But Hogue said she’s more interested in the “intangibles” — how legacy organizations are joining up with new activists and groups to multiply their impact. 

Those partnerships played a major role in one of NARAL’s largest organizing pushes this year: The People’s Defense, a coalition of progressive groups that opposed Supreme Court Justice Neil Gorsuch’s confirmation. 

While the coalition helped turn up the heat on Democrats and backed the Democratic filibuster, Gorsuch ultimately won confirmation anyway, after Republicans eliminated the filibuster for Supreme Court nominees. 

Hogue admitted that Democrats have been far slower to mobilize around the courts compared to Republicans — the promise of nominating a strong conservative judge such as Gorsuch was one of largest motivators for Republicans to rally behind President Trump’s candidacy. And she acknowledged that Democrats haven’t yet been “mobilizing at the same scale on the lower court nominations.”

But Hogue was encouraged by the progressive energy around the anti-Gorsuch push, which she believes will translate to future battles on judges and court cases. And she felt heartened about how concerns about the fate of the landmark abortion rights decision Roe v. Wade resonated with progressives. 

“Roe is symbolic of abortion rights as abortion rights is symbolic of gender equity,” she said.

“Roe became the thing where the court said, ‘You are entitled to your own decision-making, you’re entitled to your own private life.’ And that is meaningful to people.”

Hogue has a long career in progressive activism, but aside from considering a bid to chair the Democratic Party after the 2016 election, Hogue hasn’t worked within the party structure. Instead, she worked for groups such as Greenpeace, Rainforest Action Network and MoveOn.org before taking the helm of NARAL in 2013.

After years of working in relative tandem with an Obama administration that shared many of its views on abortion rights, things have changed for NARAL.

Trump counts evangelical Christians as a major piece of the coalition that helped usher him into the White House. And his administration has made good on many of its campaign promises on abortion issues — expanding restrictions on international aid to groups that support abortions, rolling back ObamaCare’s birth control mandate and enacting other policies embraced by anti-abortion advocates.

The Women’s March anniversary comes right after the March for Life, the annual rally that calls to protect the rights of unborn children by overturning Roe v. Wade. Both Trump and Vice President Pence addressed marchers. 

“Under my administration, we will always defend the very first right in the Declaration of Independence, the right to life,” Trump said. 

“We are protecting the sanctity of life and the family as the foundation of our society.” 

It’s that intense disagreement that has prompted abortion rights advocates to focus so heavily on the 2018 midterm elections.

NARAL has already endorsed candidates, including Senate hopeful Rep. Jacky Rosen (D-Nev.) and a handful of congressional candidates. But Hogue specifically pointed to the group’s endorsement of a Georgia gubernatorial hopeful, state Rep. Stacey Abrams (D), who is running a competitive primary against state Rep. Stacey Evans, as a pivotal piece of the 2018 plans. 

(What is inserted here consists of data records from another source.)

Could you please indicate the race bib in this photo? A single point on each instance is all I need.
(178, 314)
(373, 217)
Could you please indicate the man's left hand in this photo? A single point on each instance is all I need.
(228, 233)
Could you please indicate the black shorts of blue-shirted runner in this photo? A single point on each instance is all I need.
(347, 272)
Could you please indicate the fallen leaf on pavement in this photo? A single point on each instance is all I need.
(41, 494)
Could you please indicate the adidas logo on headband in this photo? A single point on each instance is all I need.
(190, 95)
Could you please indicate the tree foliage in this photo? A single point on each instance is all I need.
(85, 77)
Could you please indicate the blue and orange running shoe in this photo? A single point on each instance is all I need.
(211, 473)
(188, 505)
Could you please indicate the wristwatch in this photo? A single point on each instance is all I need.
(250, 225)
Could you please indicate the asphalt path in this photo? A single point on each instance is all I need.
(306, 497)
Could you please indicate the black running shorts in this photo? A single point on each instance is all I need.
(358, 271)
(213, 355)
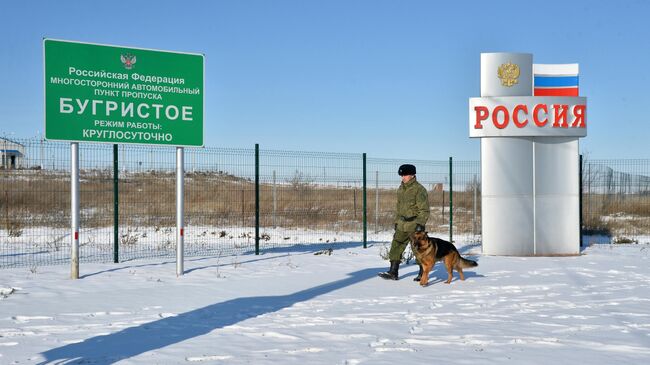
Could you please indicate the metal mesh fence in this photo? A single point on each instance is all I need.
(616, 199)
(306, 198)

There, NARAL is organizing a ground game meant to boost turnout among the typical Democratic base — a “durable, multi-ethnic coalition” — while working to win over moderate white women who could be souring on the GOP in the age of Trump. 

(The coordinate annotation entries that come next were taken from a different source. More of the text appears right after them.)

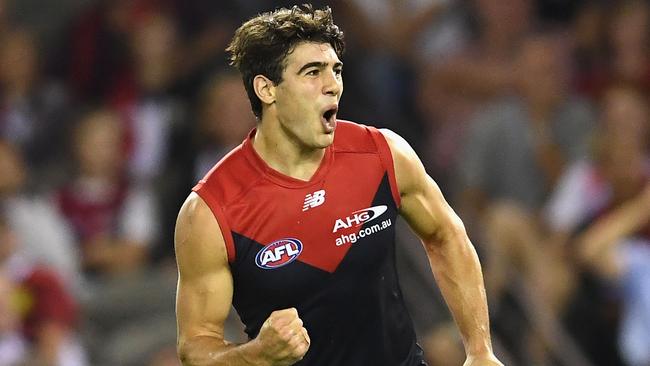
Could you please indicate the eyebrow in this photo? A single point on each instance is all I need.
(318, 64)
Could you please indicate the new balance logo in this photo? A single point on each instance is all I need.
(314, 199)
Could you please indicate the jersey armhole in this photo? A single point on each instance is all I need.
(220, 216)
(387, 161)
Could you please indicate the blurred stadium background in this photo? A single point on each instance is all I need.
(532, 116)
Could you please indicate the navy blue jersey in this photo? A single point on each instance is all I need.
(324, 246)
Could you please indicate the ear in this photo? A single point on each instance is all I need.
(264, 89)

“We are making big investments in Georgia. We really want to help Stacey Abrams win, she meets all the criteria about being a champion,” Hogue said.

“But we also feel like, while no one is suggesting the Georgia state legislature is going to flip this year, that’s the long game.”

The strategy is based on the group’s 2016 success in Nevada, where investment helped Democratic presidential nominee Hillary Clinton, Sen. Catherine Cortez Masto (D), Rosen (D) and Rep. Ruben Kihuen (D) win, while flipping the state legislature. 

Kihuen is not running for reelection after sexual harassment allegations were leveled against him. NARAL immediately called for Kihuen to resign after the allegations emerged in December.

And it’s similar to the path Democrats took to mount an upset in Alabama — although the sexual misconduct allegations against the Republican candidate there likely had more to do with the surprising result.

Hogue has also been focused on the fights within her party as Democrats chart their path forward. 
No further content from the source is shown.